The students arrived at the Casa de Mañana building at the Imperial Valley Fairgrounds at 7:30 a.m. They took part in a series of rotations until 10:00 a.m., then received a brain break before embarking on another series of activities until lunch.

“There’s a lot of learning going on right now, so we’re going to give them the brain break so they can focus on fun activities to let the brain be comfortable where they’re having fun and also practice mindfulness and relaxation by inhaling and exhaling, but then we intensify it with a bit of Simon Says and stretching and dancing,” said program coordinator Armando Lopez.
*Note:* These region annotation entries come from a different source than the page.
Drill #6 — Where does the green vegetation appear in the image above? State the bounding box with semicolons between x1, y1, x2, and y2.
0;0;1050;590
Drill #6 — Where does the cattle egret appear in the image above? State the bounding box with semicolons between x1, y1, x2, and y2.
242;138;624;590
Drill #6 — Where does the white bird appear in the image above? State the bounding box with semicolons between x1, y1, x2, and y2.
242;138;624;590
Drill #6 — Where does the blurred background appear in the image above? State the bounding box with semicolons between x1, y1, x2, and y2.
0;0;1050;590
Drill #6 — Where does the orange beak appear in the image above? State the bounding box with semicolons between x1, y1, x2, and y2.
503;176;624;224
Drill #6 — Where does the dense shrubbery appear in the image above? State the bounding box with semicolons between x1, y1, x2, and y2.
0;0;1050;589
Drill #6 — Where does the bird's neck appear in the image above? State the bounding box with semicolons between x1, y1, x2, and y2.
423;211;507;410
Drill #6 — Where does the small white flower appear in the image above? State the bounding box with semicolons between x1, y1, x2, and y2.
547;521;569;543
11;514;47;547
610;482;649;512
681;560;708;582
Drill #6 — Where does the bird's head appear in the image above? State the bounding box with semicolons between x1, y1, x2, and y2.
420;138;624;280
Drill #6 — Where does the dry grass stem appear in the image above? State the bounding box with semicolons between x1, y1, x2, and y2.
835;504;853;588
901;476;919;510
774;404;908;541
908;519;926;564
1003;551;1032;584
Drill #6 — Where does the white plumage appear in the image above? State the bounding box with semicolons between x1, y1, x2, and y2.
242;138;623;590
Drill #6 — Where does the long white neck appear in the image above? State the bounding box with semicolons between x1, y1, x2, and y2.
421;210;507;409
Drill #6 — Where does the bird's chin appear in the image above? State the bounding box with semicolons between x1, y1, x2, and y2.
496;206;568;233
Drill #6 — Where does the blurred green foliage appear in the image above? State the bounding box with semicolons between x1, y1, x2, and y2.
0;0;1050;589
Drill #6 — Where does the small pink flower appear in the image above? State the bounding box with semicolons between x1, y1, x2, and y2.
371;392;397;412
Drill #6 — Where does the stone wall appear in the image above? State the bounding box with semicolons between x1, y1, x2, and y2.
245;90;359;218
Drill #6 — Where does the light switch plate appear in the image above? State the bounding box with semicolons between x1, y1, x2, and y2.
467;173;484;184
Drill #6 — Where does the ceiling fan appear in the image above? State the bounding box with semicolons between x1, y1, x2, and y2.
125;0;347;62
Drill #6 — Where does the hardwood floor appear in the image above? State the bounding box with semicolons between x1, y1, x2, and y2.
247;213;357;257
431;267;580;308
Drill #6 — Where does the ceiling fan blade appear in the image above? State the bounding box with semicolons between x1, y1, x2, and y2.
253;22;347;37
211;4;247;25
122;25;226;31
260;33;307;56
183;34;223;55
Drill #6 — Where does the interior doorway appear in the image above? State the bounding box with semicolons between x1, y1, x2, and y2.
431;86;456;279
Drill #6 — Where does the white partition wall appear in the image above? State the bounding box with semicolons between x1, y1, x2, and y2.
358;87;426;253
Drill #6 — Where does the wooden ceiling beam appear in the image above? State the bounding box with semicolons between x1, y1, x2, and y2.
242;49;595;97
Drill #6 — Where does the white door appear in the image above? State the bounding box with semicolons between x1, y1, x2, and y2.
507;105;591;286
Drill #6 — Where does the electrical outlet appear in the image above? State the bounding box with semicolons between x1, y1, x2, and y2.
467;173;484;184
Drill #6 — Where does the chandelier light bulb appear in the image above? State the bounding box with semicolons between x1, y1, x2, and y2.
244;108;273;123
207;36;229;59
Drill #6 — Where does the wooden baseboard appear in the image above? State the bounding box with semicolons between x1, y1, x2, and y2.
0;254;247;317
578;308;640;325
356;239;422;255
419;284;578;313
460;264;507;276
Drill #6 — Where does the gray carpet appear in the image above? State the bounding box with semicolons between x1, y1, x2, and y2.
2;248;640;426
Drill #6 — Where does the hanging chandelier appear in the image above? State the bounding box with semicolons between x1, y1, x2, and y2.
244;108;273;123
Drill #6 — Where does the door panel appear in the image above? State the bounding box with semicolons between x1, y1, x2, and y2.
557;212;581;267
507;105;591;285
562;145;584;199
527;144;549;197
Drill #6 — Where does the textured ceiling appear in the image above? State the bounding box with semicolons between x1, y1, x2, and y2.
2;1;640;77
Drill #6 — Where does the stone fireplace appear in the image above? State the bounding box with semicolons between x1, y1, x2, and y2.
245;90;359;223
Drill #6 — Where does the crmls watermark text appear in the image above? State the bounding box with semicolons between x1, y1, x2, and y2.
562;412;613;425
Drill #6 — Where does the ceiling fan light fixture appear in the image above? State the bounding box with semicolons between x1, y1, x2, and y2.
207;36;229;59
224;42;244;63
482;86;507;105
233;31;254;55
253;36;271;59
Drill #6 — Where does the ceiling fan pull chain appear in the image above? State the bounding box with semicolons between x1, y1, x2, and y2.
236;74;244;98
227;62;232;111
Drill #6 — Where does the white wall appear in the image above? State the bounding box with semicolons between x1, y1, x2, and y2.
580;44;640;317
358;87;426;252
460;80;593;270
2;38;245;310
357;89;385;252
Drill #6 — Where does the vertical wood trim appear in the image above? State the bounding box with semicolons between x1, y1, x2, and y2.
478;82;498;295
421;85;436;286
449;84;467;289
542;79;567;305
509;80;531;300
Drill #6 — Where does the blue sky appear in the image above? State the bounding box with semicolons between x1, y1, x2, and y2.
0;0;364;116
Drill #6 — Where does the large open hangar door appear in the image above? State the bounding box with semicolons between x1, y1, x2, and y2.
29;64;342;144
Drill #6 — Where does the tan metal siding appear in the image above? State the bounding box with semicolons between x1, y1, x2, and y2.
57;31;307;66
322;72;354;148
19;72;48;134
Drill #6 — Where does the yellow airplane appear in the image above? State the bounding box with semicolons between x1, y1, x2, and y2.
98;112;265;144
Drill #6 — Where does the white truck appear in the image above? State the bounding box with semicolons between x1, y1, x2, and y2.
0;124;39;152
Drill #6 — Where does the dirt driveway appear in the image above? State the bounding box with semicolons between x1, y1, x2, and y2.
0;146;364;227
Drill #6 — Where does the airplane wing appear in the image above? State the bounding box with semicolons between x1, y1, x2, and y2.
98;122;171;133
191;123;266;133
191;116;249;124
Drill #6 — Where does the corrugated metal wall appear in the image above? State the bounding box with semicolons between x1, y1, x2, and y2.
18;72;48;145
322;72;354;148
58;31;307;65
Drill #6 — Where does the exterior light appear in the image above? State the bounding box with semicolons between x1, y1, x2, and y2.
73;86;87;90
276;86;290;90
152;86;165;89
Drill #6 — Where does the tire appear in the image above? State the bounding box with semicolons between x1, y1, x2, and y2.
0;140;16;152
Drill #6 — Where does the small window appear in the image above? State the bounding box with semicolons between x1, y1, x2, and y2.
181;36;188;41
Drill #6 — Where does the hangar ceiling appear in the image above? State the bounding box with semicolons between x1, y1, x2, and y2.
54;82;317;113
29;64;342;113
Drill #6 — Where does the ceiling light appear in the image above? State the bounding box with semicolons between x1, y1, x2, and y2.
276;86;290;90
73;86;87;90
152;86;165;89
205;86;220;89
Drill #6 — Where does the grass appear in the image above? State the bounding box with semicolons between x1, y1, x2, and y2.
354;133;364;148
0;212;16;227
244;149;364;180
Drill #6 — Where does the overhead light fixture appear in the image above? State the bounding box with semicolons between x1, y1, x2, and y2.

Some of the participating students this year were grades 6 through 8 from Jefferson, Bill Young, Heber and Calipatria schools. They all received a t-shirt and a handbag when they arrived.

There were also student volunteers from the STEAM group of IVC and Southwest Highschool teaching math and science lessons to middle schoolers.

“We are always looking for opportunities for El Centro FFA and our students to be able to contribute to what they are learning in the classroom, to teach others about agriculture so they can practice their advocacy, one of the most important things is that they are able to communicate the concepts of science,” said Kristin Mayo, an agriculture professor at Southwest High School and an El Centro FFA advisor.

El Centro FFA students handed out worksheets and displayed apples for children to interact with during their lesson. Their STEAM activity showed how mutually beneficial it is to have all students involved in the ICOE STEAM festival.

“Today they’re talking about genetically modified organisms and being able to deliver the message because I think a lot of that is a misconception of the concepts. So now they’ve had some conversations about what a genetically modified organism is, and the children got to taste an oval apple, they learned about genetics, dominant and recessive traits by smelling it, tasting it, working with the punnet squares with the Les FFA students. I hope it makes the concepts they learn in 7th and 8th grade a bit more realistic and also reinforces what my high school students are learning,” Mayo said.

The ICOE STEAM festival is presented every year. The ICOE welcomes more community partnerships every year to help teach any STEAM-related activity.

“It’s important that students have fun learning, asking questions, being curious, connecting with community members, it just opens their minds to what STEAM is and what it looks like in person and what what it means for their future,” García said.